Steve Bannon, a right-wing firebrand and former member of President Donald Trump's inner circle, voiced support for far-right politics in France and the embattled leader of the National Front (FN) at a party conference in Lille on Saturday.
"History is on our side," Bannon told Marine Le Pen's nationalist supporters.
"Let them call you racist. Let them call you xenophobes. Let them call you nativists. Wear it as a badge of honor."
Bannon praised Le Pen's vision of a political spectrum that pits nationalists against globalists instead of left versus right, as he denounced central banks, central governments and "crony capitalists."
"You're part of a worldwide movement bigger than France, bigger than Italy," Bannon told National Front supporters.
His appearance was first announced in an overnight tweet by FN Vice President Louis Aliot.

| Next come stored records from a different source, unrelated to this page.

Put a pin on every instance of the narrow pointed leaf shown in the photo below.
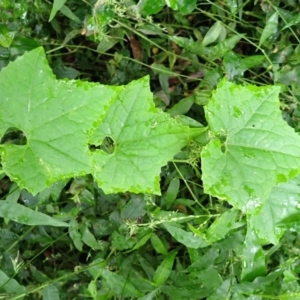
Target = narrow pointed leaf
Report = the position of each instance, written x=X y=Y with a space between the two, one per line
x=163 y=271
x=253 y=257
x=270 y=28
x=10 y=285
x=50 y=292
x=252 y=149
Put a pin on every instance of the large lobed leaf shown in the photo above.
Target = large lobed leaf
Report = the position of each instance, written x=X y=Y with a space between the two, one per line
x=61 y=118
x=252 y=149
x=144 y=137
x=56 y=117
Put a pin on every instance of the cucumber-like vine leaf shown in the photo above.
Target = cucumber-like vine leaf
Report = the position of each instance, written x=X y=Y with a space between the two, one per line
x=281 y=211
x=145 y=138
x=252 y=149
x=65 y=122
x=57 y=117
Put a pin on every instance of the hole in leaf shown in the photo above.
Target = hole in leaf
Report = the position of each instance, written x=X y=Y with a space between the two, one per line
x=108 y=146
x=14 y=136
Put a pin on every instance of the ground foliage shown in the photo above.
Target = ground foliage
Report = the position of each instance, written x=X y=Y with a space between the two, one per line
x=200 y=239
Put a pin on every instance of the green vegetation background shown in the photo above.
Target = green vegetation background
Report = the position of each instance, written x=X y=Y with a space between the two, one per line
x=117 y=246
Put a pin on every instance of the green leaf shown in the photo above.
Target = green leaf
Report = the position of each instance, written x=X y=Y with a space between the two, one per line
x=10 y=285
x=185 y=6
x=21 y=214
x=118 y=284
x=163 y=271
x=69 y=14
x=294 y=21
x=253 y=257
x=88 y=238
x=57 y=5
x=235 y=65
x=219 y=50
x=50 y=292
x=182 y=107
x=270 y=28
x=150 y=295
x=144 y=139
x=142 y=241
x=134 y=208
x=212 y=34
x=149 y=7
x=75 y=234
x=188 y=239
x=221 y=226
x=172 y=192
x=278 y=213
x=57 y=118
x=158 y=245
x=252 y=148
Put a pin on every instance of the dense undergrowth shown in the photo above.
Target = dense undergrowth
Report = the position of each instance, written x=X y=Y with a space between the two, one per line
x=184 y=244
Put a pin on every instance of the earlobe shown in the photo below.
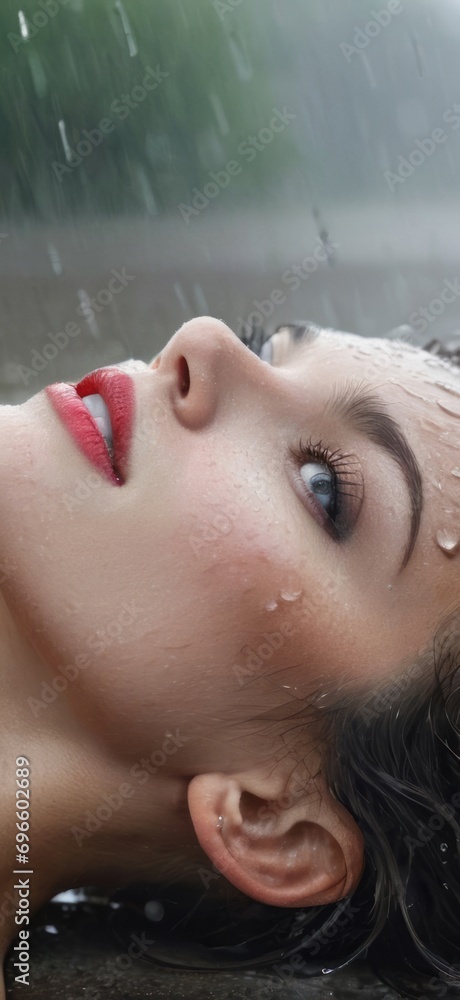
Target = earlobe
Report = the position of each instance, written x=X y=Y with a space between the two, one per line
x=309 y=852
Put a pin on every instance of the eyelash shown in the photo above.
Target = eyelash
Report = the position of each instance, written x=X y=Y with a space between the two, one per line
x=339 y=463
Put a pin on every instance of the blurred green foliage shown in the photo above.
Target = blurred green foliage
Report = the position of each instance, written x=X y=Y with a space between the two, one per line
x=80 y=56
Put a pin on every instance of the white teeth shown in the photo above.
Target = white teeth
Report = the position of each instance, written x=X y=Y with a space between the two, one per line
x=96 y=406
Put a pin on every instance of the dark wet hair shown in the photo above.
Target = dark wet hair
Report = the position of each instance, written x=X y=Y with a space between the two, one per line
x=393 y=760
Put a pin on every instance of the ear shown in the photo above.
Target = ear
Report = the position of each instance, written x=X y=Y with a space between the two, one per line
x=302 y=848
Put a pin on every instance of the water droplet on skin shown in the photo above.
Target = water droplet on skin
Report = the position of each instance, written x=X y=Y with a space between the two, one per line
x=287 y=595
x=448 y=542
x=448 y=409
x=448 y=388
x=410 y=392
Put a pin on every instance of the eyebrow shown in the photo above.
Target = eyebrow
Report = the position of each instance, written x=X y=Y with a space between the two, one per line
x=365 y=411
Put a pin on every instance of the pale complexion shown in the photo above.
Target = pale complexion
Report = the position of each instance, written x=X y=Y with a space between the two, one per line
x=216 y=543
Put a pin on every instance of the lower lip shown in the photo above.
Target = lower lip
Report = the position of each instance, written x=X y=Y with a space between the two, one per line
x=76 y=417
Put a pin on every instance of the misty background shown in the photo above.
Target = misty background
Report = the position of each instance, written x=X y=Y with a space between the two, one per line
x=359 y=88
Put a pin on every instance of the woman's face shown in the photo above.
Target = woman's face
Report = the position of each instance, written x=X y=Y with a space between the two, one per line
x=230 y=574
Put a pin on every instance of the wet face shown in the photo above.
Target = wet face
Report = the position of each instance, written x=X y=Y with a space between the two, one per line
x=287 y=523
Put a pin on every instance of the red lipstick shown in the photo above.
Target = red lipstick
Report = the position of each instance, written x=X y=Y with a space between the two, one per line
x=117 y=390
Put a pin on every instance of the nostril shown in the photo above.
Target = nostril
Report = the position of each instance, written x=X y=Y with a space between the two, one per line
x=184 y=377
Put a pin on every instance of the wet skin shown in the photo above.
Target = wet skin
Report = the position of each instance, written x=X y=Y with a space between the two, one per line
x=220 y=539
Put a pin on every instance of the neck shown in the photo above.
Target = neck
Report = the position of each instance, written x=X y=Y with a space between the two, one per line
x=92 y=819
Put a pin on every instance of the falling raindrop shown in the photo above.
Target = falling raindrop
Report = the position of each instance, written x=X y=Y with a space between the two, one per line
x=88 y=312
x=24 y=27
x=219 y=112
x=53 y=254
x=38 y=74
x=65 y=141
x=132 y=47
x=200 y=300
x=183 y=299
x=242 y=65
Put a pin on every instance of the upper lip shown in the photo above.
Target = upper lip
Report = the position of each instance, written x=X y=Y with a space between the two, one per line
x=117 y=390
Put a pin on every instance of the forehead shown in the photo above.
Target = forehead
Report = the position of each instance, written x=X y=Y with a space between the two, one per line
x=382 y=362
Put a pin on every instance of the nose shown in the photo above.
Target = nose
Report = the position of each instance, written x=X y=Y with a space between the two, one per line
x=195 y=364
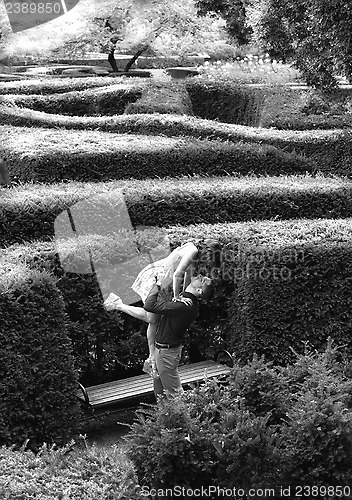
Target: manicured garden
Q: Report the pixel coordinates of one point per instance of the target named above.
(265, 172)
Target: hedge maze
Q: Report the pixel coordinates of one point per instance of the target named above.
(197, 160)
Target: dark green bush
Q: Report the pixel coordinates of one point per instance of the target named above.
(223, 436)
(295, 290)
(38, 380)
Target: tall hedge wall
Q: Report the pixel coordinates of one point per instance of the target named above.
(159, 202)
(38, 378)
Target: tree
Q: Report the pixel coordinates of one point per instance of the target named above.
(167, 27)
(233, 12)
(315, 34)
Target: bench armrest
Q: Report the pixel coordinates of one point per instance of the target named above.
(85, 395)
(230, 360)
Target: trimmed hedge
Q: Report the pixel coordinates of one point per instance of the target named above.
(47, 85)
(163, 99)
(262, 431)
(285, 282)
(159, 203)
(227, 103)
(108, 100)
(67, 473)
(329, 150)
(38, 380)
(306, 109)
(292, 285)
(100, 156)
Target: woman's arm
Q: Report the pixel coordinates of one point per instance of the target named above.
(189, 253)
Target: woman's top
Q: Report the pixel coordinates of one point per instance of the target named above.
(162, 269)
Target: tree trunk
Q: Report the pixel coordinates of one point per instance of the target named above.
(134, 58)
(4, 173)
(112, 61)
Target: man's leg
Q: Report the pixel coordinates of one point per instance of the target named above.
(167, 361)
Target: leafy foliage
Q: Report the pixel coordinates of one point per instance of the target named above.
(314, 33)
(38, 380)
(68, 472)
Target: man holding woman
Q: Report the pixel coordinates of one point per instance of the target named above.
(168, 318)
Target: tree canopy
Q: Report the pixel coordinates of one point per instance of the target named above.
(315, 34)
(168, 27)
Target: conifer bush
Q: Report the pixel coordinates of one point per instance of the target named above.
(225, 435)
(38, 377)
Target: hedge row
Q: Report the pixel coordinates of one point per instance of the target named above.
(45, 85)
(266, 433)
(330, 150)
(99, 156)
(38, 379)
(109, 100)
(168, 202)
(163, 99)
(285, 283)
(96, 473)
(237, 104)
(305, 109)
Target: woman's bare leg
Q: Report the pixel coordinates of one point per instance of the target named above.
(153, 320)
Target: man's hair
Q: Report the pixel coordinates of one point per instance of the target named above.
(207, 289)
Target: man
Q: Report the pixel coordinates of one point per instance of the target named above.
(4, 173)
(176, 317)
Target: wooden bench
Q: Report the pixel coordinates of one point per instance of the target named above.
(128, 391)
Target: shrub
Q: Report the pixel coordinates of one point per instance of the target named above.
(47, 85)
(38, 380)
(108, 100)
(170, 99)
(226, 102)
(98, 156)
(226, 199)
(319, 421)
(223, 436)
(68, 472)
(202, 440)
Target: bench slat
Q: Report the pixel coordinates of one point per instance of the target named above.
(132, 387)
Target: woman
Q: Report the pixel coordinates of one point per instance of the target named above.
(174, 273)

"Peoples are waking up and taking their destiny back into their own hands," Aliot wrote.
Bannon was once Trump's chief strategist and championed his "America First" agenda during both the campaign and the president's first eight months in office. He was fired in August after US Marine General John Kelly took over as chief of staff at the White House.
Le Pen defended Bannon's presence at the party conference, saying it was important to listen to the man who was "the architect of Donald Trump's victory" and has written about globalization, protectionism and redistributing power that "has been practically illegally captured by the elite."
An honorary president
Bannon also met privately with FN leader Marine Le Pen, 49, as she seeks to rebrand the party with a new name in an effort to broaden its appeal.

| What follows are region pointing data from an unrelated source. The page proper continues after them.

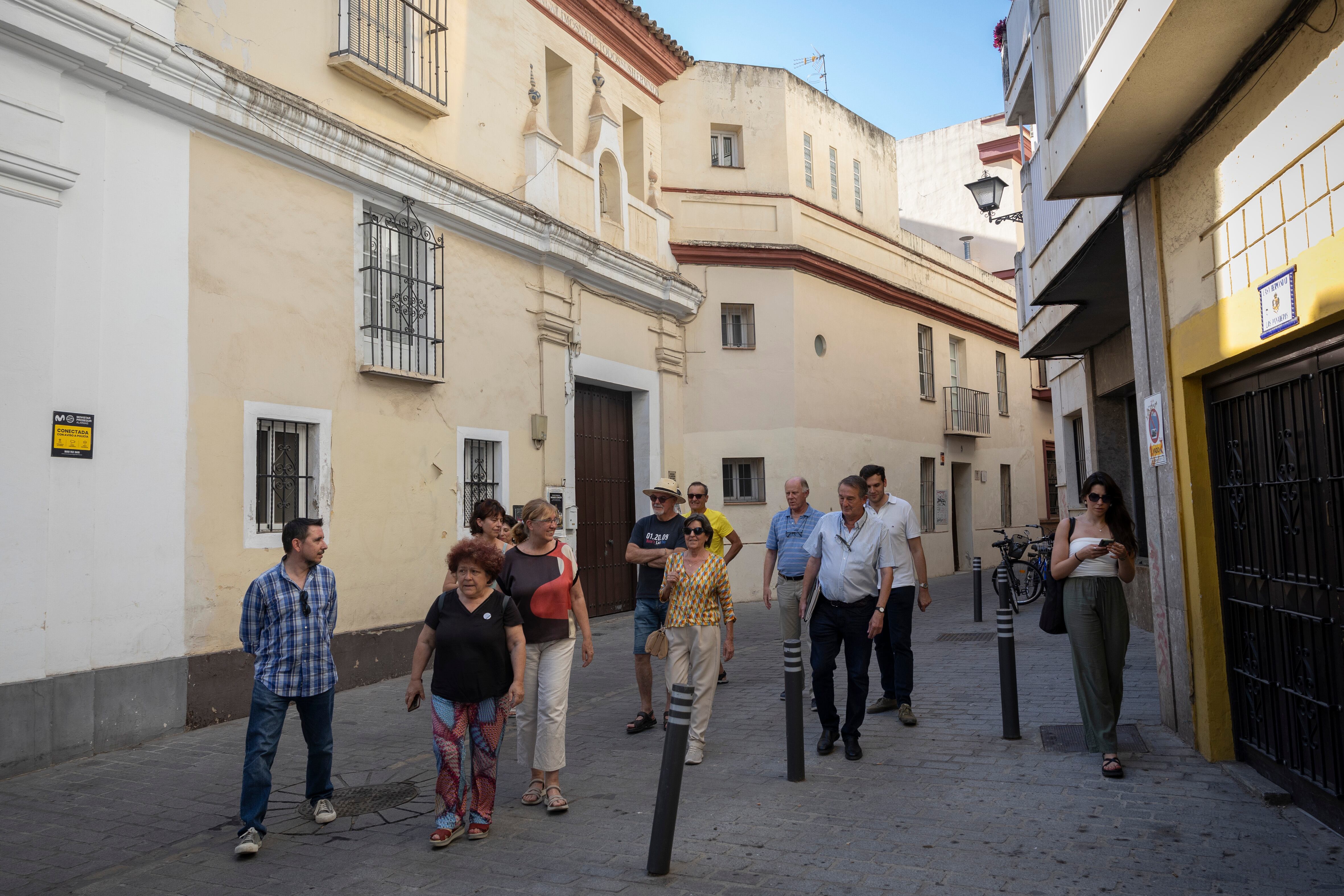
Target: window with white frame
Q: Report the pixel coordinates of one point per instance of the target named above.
(738, 326)
(744, 480)
(723, 150)
(925, 362)
(1002, 382)
(287, 472)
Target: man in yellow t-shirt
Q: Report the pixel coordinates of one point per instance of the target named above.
(698, 496)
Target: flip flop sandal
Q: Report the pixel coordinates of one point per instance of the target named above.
(643, 722)
(535, 793)
(558, 802)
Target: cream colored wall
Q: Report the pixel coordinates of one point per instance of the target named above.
(490, 48)
(273, 317)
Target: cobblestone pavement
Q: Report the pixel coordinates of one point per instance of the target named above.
(943, 808)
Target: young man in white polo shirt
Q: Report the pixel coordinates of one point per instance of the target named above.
(896, 659)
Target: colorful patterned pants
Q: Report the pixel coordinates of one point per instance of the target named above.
(465, 734)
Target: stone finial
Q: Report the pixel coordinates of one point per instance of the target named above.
(597, 75)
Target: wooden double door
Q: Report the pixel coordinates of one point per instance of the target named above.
(604, 472)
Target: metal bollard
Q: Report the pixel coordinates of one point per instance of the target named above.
(1007, 664)
(793, 707)
(975, 590)
(670, 781)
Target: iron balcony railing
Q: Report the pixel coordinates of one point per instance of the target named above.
(405, 40)
(967, 412)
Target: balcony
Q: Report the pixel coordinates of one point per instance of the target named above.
(966, 412)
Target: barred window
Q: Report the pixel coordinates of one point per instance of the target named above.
(404, 285)
(480, 473)
(1002, 381)
(744, 480)
(738, 326)
(927, 495)
(285, 463)
(407, 41)
(925, 362)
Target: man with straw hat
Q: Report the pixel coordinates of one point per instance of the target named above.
(652, 542)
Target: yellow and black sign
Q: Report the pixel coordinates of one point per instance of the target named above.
(72, 434)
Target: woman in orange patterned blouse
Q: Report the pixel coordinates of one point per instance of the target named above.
(697, 586)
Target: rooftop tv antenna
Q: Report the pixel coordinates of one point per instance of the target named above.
(819, 68)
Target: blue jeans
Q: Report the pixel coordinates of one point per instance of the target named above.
(831, 628)
(896, 659)
(264, 726)
(648, 618)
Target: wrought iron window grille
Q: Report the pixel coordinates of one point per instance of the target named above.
(404, 284)
(285, 484)
(404, 40)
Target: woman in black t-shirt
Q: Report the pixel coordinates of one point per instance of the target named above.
(475, 635)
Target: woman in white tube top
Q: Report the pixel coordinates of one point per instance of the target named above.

The name is expected to be unveiled on Sunday, only shortly before the party delegates vote on it. As right-wing, anti-immigrant parties gain strength across Europe, Le Pen says the party needs to build broader alliances if it ever wants to govern.
Also on Sunday, the FN is expected to amend the party's rules, primarily to finally rid itself of its combative founder, Marine Le Pen's father, Jean-Marie Le Pen. The 89-year-old was expelled from the party in 2015 for repeatedly downplaying the Holocaust. However, a court overruled his expulsion.
He was made an honorary party president for life after his daughter took over the party leadership in 2011. She has sought to smooth over some of the party's roughest edges, but her father continues to carp from the sidelines.